Scientific classification
- Kingdom: Animalia
- Phylum: Chordata
- Class: Amphibia
- Order: Anura
- Family: Ranidae
- Genus: Papurana
- Species: P. florensis
- Binomial name: Papurana florensis (Boulenger, 1897)
- Synonyms: Rana florensis Boulenger, 1897 ; Hylarana florensis (Boulenger, 1897); Sylvirana florensis (Boulenger, 1897);

= Papurana florensis =

- Genus: Papurana
- Species: florensis
- Authority: (Boulenger, 1897)
- Conservation status: LC
- Synonyms: Rana florensis Boulenger, 1897 , Hylarana florensis (Boulenger, 1897), Sylvirana florensis (Boulenger, 1897)

Species of Amphibia

Papurana florensis is a species of true frog.

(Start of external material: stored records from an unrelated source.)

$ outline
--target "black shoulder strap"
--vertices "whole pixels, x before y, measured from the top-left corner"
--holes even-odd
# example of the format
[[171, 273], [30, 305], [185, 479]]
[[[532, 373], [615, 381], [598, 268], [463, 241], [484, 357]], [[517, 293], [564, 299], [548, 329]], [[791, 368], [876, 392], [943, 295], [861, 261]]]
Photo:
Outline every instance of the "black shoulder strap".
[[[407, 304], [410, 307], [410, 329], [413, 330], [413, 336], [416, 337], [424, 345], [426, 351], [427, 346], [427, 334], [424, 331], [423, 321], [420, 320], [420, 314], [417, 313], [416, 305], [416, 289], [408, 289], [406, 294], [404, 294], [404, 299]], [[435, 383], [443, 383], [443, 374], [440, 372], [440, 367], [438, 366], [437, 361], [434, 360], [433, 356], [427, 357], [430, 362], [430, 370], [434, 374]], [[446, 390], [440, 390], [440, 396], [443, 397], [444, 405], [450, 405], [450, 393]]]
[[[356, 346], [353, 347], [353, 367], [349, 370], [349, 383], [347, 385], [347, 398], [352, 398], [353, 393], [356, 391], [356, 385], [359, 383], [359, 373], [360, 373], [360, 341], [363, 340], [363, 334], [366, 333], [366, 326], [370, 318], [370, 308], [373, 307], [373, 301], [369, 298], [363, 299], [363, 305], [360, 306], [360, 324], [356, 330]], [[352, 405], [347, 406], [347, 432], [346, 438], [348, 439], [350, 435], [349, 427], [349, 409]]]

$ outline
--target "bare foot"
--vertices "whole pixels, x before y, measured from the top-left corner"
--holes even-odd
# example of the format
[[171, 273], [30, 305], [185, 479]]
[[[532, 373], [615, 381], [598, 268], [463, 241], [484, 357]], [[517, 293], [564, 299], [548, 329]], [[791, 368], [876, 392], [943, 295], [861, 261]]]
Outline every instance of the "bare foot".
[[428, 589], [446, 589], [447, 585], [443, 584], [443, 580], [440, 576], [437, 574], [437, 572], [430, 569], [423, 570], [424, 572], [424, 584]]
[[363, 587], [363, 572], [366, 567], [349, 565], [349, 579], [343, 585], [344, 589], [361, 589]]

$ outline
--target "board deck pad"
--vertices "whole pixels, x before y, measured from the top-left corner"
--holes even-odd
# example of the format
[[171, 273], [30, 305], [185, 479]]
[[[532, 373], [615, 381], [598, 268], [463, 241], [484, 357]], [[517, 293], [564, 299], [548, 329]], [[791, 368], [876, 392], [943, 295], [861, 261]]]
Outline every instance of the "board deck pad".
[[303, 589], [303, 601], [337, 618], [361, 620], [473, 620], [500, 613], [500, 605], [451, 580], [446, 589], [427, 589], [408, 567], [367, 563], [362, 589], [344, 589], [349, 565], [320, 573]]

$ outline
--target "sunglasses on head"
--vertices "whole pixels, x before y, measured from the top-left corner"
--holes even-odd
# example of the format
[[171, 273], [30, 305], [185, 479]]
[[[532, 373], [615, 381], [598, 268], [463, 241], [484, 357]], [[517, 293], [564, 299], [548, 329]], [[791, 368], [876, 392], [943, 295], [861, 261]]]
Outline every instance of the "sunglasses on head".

It is native to the islands of Lombok, Sumbawa, and Flores in Indonesia. Common names Floresian frog and Flores frog have been coined for it.

==Taxonomy==
Based on molecular data, the previously very diverse genus Hylarana was split in several genera, many of them previously treated as subgenera, in 2015. Molecular data from Papurana florensis was not included in the study, and therefore its placement in Papurana is provisional, pending more morphological and molecular data.

==Habitat and conservation==
Papurana florensis is a lowland species that lives in wet areas of lowland dry forests and savannas, e.g., in marshes and streams. It is an uncommon species. Threats to it are unknown, as is its presence in protected areas.